Jamie Reid is going to be a first-year student studying psychology at the University of Guelph and is looking to move to Guelph from Mississauga to be closer to campus.

“It is expensive,” she said. “Rent is from $650 to $750 a month, and I’m like, ‘whoa,’ If anything, I understand that for Mississauga, but Guelph is a more rural area, so I don’t know why it’s so expensive for student housing,” she said. “They do know we’re students, so I was kind of surprised on that.”

Hart Togman, Rent Panda’s chief operating officer, said in addition to dealing with rents that are close to $100 a month or more expensive this year, students are dealing with a frenzy of competition for rental spaces in the more desirable, student-oriented locales. He said this trend is especially true in Guelph.

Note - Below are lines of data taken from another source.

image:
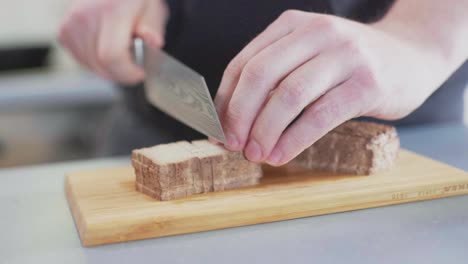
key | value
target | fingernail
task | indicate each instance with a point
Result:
(253, 151)
(232, 141)
(275, 157)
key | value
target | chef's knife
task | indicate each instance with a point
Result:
(178, 91)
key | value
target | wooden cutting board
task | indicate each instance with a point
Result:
(107, 209)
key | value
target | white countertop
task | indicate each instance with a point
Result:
(38, 227)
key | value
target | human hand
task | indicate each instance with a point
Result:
(330, 69)
(99, 34)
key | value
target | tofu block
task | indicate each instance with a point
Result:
(355, 147)
(181, 169)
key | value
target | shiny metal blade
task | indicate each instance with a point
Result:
(180, 92)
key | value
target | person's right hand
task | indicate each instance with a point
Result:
(99, 34)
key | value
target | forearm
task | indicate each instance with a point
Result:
(439, 27)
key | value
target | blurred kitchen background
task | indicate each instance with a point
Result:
(51, 109)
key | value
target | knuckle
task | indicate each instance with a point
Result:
(326, 113)
(109, 56)
(234, 115)
(297, 141)
(292, 92)
(366, 77)
(291, 15)
(327, 24)
(255, 72)
(234, 67)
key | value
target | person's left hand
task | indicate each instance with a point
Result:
(327, 68)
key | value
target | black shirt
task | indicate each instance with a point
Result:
(206, 35)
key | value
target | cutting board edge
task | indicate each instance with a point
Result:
(127, 234)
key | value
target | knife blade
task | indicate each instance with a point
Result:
(179, 91)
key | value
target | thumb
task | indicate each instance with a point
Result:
(152, 25)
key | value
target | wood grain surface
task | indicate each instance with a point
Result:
(107, 209)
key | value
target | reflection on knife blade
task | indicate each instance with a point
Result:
(180, 92)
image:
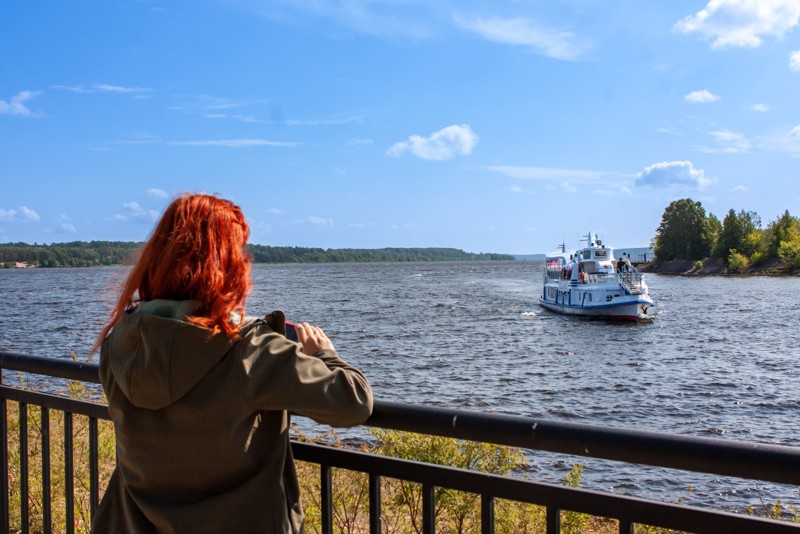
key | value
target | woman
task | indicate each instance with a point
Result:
(199, 397)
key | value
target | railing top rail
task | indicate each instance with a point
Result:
(775, 463)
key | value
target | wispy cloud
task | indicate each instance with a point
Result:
(703, 96)
(237, 143)
(784, 140)
(669, 174)
(401, 19)
(319, 221)
(566, 180)
(794, 60)
(135, 92)
(728, 142)
(16, 105)
(134, 212)
(357, 142)
(155, 192)
(742, 23)
(547, 174)
(555, 43)
(22, 214)
(445, 144)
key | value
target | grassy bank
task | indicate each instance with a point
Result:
(401, 504)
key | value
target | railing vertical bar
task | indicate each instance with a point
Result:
(374, 504)
(69, 475)
(326, 498)
(487, 514)
(553, 520)
(428, 509)
(23, 466)
(4, 508)
(94, 468)
(47, 522)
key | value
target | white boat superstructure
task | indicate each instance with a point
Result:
(592, 282)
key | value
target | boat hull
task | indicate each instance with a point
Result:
(634, 310)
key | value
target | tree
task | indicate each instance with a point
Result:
(685, 232)
(736, 234)
(785, 229)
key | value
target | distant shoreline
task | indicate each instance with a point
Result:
(717, 267)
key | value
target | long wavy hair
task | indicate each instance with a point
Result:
(196, 252)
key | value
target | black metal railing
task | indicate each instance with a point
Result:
(765, 462)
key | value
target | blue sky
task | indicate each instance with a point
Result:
(502, 126)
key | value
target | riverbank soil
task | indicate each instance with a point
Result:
(714, 266)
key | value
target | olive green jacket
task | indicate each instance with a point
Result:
(202, 424)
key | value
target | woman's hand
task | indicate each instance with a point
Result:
(312, 338)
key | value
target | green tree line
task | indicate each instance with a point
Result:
(687, 232)
(95, 253)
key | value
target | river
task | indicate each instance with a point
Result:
(720, 359)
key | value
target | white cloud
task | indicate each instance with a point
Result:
(672, 173)
(742, 22)
(442, 145)
(701, 97)
(137, 213)
(236, 143)
(319, 221)
(136, 92)
(784, 140)
(16, 106)
(558, 44)
(728, 142)
(28, 214)
(794, 60)
(155, 192)
(23, 214)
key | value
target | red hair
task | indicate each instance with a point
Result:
(196, 252)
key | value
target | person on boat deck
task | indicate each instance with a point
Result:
(628, 264)
(200, 396)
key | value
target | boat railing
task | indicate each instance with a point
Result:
(631, 279)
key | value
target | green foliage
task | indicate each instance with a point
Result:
(685, 232)
(737, 263)
(736, 228)
(456, 511)
(789, 252)
(785, 229)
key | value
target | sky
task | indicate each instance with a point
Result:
(505, 126)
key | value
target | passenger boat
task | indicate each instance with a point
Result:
(593, 283)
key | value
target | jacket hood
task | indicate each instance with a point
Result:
(156, 357)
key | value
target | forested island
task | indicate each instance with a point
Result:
(690, 241)
(97, 253)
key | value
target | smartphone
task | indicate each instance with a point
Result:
(291, 333)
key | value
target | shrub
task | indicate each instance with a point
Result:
(737, 263)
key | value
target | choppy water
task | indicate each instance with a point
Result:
(722, 357)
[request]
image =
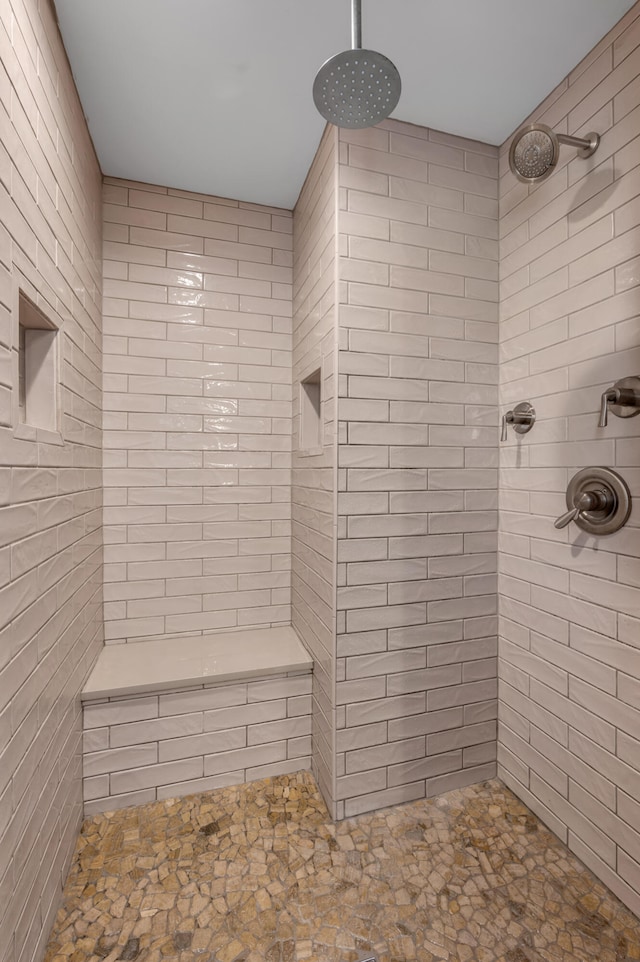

“Decrease in supply and the sustained demand, regardless of prices, is leading to high competition,” he said.

“So students are chomping at the bit for places and having trouble in their search for a home, messaging dozens and dozens of places,” he said.

Ms. Reid has found looking for a rental this year to be tough because prospective tenants are up against multiple people bidding on the same room once a listing goes up.

“It is really competitive to find things. I was actually supposed to get a place. I was promised it. And all of a sudden they were like ‘Oh no, sorry. We’re going to give it to someone else.’ Then another girl was like ‘Oh no, we’re looking for someone older,’” she said.

Ms. Reid made the decision not to stay on campus despite being a first year, but still feels it is very important that she gets the university student experience from her off campus living arrangements.

“The fact that I am living in student housing, I’ll make friends with students in different years. There are always going to be parties, and there are always going to be fun outings. You’re always going to make friends because you’re going to meet people around campus,” she said.

“I feel like off campus you’re still doing the same things.” she said. “If anything nowadays, it’s just less rules and regulations.”

Most Canadian universities and colleges have announced plans to have more on campus activities for the fall 2021 semester after more than a year of Covid-19 lockdowns.

Ms. Reid finally found a place this month.